L'actrice de Papa ou maman et Polisse glisse aussi le nom de son ami Rochdy Zem à la réalisatrice. Diane Kurys se montre sceptique ("Mais Rochdy est d'origine marocaine voyons", lui rétorque-t-elle). Marina Foïs insiste: "Il est méridional, issu d'une famille d'immigrés (Zem est un Franco-Marocain des années 60, tandis que Montand est originaire de l'Italie des années 30), ils ont un peu le même parcours, issus tous les deux d'un milieu modeste, puis côtoyant un monde qui les fait rêver, mais duquel ils se sentent un peu étrangers".

La réalisatrice finit par se laisser convaincre. "Je ne voyais personne d'autre de toute manière". Et Rochdy Zem, touché par la figure de Montand, accepte.

"Ne pas les singer"

Diane Kurys transmet alors toutes les images et interviews qui l'ont nourrie à ses deux acteurs. Et leur donne une directive bien précise: essayer d'approcher une certaine vérité du couple, mais ne pas le singer. Évoquer, pas incarner. Elle précise: "Bien sûr, Marina et Rochdy ont travaillé leur voix, leurs costumes, leur coiffure, leur maquillage, Marina a appris le tricot, mais je ne voulais pas qu'ils soient des copies conformes du couple. Marina n'est pas aussi enrobée que Signoret, Rochdy ne chante pas aussi bien que Montand, mais qu'importe."
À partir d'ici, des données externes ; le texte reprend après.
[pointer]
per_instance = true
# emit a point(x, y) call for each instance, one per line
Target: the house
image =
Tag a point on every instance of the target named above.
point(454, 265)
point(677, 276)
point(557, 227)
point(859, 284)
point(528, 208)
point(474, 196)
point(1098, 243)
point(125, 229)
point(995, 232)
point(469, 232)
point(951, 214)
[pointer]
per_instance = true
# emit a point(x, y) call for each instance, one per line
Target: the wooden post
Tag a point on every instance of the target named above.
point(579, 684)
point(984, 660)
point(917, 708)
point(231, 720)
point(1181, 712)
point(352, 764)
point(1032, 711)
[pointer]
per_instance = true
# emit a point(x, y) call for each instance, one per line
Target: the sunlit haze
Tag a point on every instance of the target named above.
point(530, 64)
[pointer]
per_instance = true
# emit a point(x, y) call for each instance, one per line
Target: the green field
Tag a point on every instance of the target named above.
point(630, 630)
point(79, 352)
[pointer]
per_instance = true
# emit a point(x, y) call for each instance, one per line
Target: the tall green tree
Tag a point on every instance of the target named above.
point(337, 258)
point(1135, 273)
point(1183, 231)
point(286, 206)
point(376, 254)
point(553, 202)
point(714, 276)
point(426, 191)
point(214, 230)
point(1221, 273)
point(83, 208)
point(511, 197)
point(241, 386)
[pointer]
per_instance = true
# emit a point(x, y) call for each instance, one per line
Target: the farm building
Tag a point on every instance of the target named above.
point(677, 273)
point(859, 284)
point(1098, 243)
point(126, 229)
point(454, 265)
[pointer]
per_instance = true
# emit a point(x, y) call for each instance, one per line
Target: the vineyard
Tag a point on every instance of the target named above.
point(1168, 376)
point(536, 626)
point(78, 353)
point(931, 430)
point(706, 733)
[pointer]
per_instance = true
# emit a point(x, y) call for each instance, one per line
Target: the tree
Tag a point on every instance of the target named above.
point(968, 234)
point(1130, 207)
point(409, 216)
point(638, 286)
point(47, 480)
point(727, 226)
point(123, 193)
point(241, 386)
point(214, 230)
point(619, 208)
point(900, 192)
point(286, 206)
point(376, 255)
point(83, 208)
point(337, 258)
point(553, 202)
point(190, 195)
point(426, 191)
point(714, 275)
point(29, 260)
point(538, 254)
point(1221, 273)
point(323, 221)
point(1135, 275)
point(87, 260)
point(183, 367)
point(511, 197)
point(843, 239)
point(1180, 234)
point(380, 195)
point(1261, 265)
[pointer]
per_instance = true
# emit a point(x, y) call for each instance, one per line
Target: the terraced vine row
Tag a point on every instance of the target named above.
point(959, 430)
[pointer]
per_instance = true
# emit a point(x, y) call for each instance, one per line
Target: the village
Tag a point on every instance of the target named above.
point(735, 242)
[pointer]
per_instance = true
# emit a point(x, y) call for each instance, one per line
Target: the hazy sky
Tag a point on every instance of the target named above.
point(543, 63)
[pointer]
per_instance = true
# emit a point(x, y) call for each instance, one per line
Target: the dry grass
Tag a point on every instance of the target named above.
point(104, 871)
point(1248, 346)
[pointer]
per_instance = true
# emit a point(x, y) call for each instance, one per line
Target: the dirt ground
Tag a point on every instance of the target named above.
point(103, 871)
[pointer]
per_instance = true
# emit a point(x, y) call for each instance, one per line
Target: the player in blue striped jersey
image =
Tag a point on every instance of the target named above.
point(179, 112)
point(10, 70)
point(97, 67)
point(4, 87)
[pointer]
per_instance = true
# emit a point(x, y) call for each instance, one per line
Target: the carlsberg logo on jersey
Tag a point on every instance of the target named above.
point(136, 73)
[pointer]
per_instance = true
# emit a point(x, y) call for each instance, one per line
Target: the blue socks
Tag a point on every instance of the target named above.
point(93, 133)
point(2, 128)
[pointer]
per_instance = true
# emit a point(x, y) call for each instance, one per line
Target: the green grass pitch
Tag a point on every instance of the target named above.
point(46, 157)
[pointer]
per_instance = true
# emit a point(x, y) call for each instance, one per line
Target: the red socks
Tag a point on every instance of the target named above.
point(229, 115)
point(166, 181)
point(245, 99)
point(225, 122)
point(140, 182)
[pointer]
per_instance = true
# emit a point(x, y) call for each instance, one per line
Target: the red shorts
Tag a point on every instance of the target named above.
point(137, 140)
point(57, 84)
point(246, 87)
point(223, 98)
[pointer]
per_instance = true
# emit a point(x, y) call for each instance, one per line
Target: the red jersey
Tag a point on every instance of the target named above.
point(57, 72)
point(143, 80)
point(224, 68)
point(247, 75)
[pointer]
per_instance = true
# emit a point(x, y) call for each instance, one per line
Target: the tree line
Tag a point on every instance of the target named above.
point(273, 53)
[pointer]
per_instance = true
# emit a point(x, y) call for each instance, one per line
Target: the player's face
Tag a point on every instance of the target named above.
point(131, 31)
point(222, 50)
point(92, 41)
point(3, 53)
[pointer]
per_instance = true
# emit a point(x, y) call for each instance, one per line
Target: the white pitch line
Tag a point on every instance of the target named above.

"Diane voulait quand même voir Marina derrière Simone, Rochdy derrière Montand, elle ne voulait pas nous embarrasser d'artefacts comme des prothèses ou du latex, renchérit celui qui a reçu le César du Meilleur acteur en 2020 pour son rôle dans Roubaix, une lumière. C'est ce qui nous a immédiatement plu, parce que nous savions que cela nous offrirait la liberté d'exprimer une émotion quasi organique, pas camouflée par une matière qui ne nous appartient pas".

La première scène de Moi qui t'aimais, sorte de mise en abyme du film où Marina Foïs et Rochdy Zem, en loge, se préparent pour un tournage, installe dès le début cette connivence avec le spectateur: ces deux-là ne sont pas les vrais, et basta.

Pendant près d'un an, chacun potasse son personnage. Se plonge littéralement dedans. "J'ai fini par être habité par Montand que j'écoutais de boucle, confie le comédien de 59 ans. Et sans m'en rendre compte, un certain type de phrasé, quelque chose de lui s'est révélé presque naturellement à moi." Marina Foïs, elle, devient "un peu monomaniaque" comme elle dit, oublie ses autres centres d'intérêt, absorbe tout ce qu'elle peut et ne voit le monde plus qu'à travers les yeux de son personnage. Envoûtés donc, et envoûtants.